Archivos Mensuales: junio 2011

Bocata de alitas

Un hombre de color entra en el Criper y pregunta:

– ¿Tenéis bocatas?

La camarera responde que sí y le enumera la lista de rellenos del bocata que tienen. Él mira las tapas detenidamente:

– ¿Puede rellenarse de lo que hay aquí?

La camarera le dice que la tortilla sí se puede meter en un bocata, pero las demás cosas difícilmente.

– Es que yo lo quiero de esto -protesta el cliente, señalando las alitas de pollo.

Tanto la camarera como los demás clientes miran atónitos al hombre y la camarera dice:

-Me estás vacilando.

– No.

– Son alitas de pollo.

– Ya.

– Tienen hueso.

– Ya.

La camarera se encoge de hombros y va a la cocina, donde descubre que no queda pan.

– ¿Puede esperar un momento a que me lo traigan? -pregunta.

– No, tengo prisa -responde, saliendo por la puerta cabreado.

El acosador (parte 2)

El acosador viene en más ocasiones al Criper, pero como hay gente se queda callado en un rincón e incluso reacciona a la hostilidad de la camarera marchándose antes.

Pero un día se vuelve a quedar él solo y empieza de nuevo.
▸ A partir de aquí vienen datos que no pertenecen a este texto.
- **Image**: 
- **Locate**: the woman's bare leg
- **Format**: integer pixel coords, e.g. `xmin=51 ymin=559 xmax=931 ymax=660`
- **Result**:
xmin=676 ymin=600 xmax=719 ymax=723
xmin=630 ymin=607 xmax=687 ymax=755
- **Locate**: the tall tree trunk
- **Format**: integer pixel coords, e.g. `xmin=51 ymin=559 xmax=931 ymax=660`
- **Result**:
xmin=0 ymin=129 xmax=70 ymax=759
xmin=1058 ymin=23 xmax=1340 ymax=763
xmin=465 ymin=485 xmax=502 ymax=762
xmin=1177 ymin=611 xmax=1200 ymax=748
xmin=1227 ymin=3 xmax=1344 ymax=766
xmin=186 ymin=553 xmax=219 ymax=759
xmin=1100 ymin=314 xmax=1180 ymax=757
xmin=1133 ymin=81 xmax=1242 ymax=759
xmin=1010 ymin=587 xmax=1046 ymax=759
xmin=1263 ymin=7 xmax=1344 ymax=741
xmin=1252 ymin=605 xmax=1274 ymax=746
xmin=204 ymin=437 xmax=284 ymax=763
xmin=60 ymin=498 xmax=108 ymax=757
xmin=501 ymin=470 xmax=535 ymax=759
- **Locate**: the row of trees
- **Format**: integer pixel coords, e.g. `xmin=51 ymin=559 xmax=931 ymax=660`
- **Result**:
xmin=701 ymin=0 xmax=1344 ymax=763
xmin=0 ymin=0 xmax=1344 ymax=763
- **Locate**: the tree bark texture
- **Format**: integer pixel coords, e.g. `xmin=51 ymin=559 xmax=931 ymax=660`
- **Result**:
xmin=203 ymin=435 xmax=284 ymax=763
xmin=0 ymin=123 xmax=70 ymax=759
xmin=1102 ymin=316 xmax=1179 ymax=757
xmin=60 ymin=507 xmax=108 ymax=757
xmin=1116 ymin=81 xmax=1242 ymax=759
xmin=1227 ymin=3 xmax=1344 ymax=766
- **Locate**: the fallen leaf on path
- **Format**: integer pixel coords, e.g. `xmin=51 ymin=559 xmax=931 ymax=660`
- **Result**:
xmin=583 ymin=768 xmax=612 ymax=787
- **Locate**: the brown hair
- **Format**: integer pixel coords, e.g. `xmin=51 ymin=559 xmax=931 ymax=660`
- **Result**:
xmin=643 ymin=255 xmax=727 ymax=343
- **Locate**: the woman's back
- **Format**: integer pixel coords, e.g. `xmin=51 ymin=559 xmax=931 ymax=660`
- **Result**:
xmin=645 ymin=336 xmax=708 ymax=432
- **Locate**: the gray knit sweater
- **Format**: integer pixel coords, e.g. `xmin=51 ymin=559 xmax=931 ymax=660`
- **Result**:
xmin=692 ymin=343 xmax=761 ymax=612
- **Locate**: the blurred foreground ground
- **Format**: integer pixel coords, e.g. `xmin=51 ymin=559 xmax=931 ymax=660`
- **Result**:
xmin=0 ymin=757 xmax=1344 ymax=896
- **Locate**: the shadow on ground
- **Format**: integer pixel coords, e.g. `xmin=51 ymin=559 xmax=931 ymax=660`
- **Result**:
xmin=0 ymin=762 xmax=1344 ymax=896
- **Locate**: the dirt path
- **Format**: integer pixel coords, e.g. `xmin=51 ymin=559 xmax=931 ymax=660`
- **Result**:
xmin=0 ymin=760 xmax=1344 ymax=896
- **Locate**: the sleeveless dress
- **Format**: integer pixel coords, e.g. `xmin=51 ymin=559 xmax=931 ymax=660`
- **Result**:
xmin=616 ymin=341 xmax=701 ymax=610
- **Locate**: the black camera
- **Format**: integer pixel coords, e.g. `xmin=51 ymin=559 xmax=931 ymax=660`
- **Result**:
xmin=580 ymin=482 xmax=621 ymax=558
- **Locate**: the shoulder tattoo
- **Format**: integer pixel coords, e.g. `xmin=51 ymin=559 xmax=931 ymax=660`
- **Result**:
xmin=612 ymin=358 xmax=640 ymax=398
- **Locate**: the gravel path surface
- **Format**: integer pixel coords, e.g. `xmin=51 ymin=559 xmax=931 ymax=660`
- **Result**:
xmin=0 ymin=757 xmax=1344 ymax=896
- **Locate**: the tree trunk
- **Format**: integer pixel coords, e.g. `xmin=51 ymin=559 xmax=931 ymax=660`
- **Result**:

Finalmente, el mal carácter de la camarera sale a relucir y le dice que se marche.

– Aun tengo licor para beberme, guapa, preciosa.

La camarera se limita a ir al almacén, coge un vaso de plástico y vierte el contenido de la copa en el mismo.

– Ya está, ahora te puedes ir.

– ¡Menudo trato! -exclama  el acosador. -Tendré que hablar con el jefe.

– Vale, habla con él y de paso le dices que me acosas cada vez que encuentras la ocasión. Como vuelvas por aquí, llamaré a la policía y pediré una orden de alejamiento, ¡tio mierda! -dice la camarera increíblemente cabreada, cogiendo el palo que siempre tiene detrás de la barra para reforzar su amenaza.

El acosador se va enfadadísimo y al rato aparece el jefe, al que la camarera cuenta lo que ha pasado.

– ¡Pero si ese no tiene ni media hostia! -exclama el jefe riendo.

– Sí, pero no por eso tengo que aguantar sus gilipolleces ni sus faltas de respeto -responde la camarera, cruzándose de brazos. El jefe asiente y veta la entrada del acosador al Criper.